Volvimos a sentarnos riendo otra vez. Te veías distendido, cómodo, divertido. Y verte así, sentirte así, conmigo... No podía siquiera buscar las palabras para expresar lo que significaba para mí.

Sólo cuando me preguntaste qué planes tenía para el día, me di cuenta que no te había contado sobre Elo, ni Don Dorrego la tarde anterior, ni el plan de juntarnos con Diego esa tarde. Mi olvido resultaba comprensible para mí, pero no para vos, como siempre.

—¿Y te olvidaste de contarme todo eso? —exclamaste, casi ofendido.

—Oh, bien, perdóname, estuve un poco ocupada en una cita con el hombre que amo, que me pidió que formalicemos nuestra relación, así que sí, me olvidé de contarte lo de la banda. —Alcé un dedo, anticipándome a tu mirada ceñuda—. Olvidé contártelo, pero le estoy prestando toda la atención necesaria.

Te causó gracia que adivinara lo que me estabas por decir y preguntaste cómo seguiría todo. Terminamos de desayunar hablando de eso. Por momentos me abstraía de nuestra conversación y notaba lo relajados que estábamos los dos. Parecía increíble, pero tu propuesta de que estuviéramos juntos en un sentido más formal parecía habernos quitado un peso de encima a los dos. No sé si tenía sentido, pero así era.

Vos no podías estar mucho más preparado el lunes de lo que estabas el sábado para asumir cualquier clase de compromiso con una mujer, por mínimo que fuera. Al fin y al cabo, en los hechos no cambiaba absolutamente nada entre nosotros.

Y sin embargo.

Creo que ninguno de los dos había advertido con claridad la tensión que se acumulara desde que llegaras, ni el efecto que estaba teniendo en nuestro ánimo.
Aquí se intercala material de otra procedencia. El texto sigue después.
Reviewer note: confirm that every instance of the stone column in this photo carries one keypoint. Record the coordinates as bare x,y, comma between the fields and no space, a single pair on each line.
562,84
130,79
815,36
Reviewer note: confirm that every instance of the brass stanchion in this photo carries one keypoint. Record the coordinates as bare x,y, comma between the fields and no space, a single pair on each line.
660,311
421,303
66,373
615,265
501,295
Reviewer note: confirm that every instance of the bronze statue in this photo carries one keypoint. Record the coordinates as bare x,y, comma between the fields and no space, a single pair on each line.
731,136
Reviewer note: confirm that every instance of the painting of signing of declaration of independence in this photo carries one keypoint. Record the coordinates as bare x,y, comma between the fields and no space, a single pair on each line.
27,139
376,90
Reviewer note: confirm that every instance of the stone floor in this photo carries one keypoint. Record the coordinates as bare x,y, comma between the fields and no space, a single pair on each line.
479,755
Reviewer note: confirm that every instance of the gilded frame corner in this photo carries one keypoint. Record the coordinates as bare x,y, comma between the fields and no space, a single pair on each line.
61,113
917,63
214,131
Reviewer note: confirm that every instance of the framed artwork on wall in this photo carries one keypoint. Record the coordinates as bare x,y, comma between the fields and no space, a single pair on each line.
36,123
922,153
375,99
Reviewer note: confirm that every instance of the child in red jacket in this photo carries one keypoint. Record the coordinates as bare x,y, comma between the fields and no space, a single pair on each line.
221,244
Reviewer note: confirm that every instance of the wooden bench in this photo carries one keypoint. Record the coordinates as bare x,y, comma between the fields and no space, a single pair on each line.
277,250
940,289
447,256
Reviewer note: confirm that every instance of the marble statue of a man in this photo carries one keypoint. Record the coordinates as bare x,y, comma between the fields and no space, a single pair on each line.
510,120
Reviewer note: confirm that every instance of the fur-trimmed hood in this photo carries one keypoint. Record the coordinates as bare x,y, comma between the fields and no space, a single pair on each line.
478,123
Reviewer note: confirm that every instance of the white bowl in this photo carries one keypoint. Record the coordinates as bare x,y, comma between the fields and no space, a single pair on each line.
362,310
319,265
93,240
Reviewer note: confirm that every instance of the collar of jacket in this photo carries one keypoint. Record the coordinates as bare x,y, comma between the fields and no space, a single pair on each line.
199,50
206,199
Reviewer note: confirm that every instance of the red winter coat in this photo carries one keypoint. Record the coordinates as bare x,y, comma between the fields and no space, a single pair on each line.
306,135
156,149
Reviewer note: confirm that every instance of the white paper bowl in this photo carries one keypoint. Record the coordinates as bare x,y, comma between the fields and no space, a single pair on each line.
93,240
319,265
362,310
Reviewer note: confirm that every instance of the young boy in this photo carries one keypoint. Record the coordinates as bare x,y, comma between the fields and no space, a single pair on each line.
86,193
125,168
Este cruzo el mundo para estar con vos pero hasta ahí, porque no estoy en condiciones de sentir nada, no tengo nada para dar y todo eso. Lo cual era bastante inexacto, y te obligaba a medirte todo el tiempo en cuanto hacías y decías.

Y por mi parte, este fingir que estaba todo bien mientras me daba miedo hasta respirar. Sentir que me hundía en una zona gris sin límites ni reglas claros me destrozaba los nervios. Era la sensación asfixiante de no tener margen de error, porque no habría lugar para intentar reparar o explicar una equivocación o un malentendido.

Entonces, por algún motivo que se me escapaba, decías, ¿sabés qué? a la mierda con todo. Y me hacías el planteo de la noche anterior en el Puente de la Mujer. Puesto en perspectiva, resultaba coherente y hasta previsible después de lo que me dijeras el sábado en la playa. Sólo que previsible para un observador objetivo, no para mí, y no sé si para vos.

Y al hacerlo, te liberabas del peso de estar cuidándote y midiéndote en lo que dabas a entender. Y yo me liberaba, entre otras cosas, de la presión de tener que ser perfecta en todo momento, del terror a cometer un error involuntario que resultara irreparable.

Y de pronto, creo que de una forma inesperada para los dos, nos sentíamos relajados, de excelente humor. Y por esas vueltas y revueltas del corazón, sentí que recuperábamos lo mejor de nuestra relación virtual, cuando vos eras el surfer borrachín que me aguantaba mientras yo lloraba por Martín, y yo le ponía el hombro con mi mejor onda a tu corazón roto.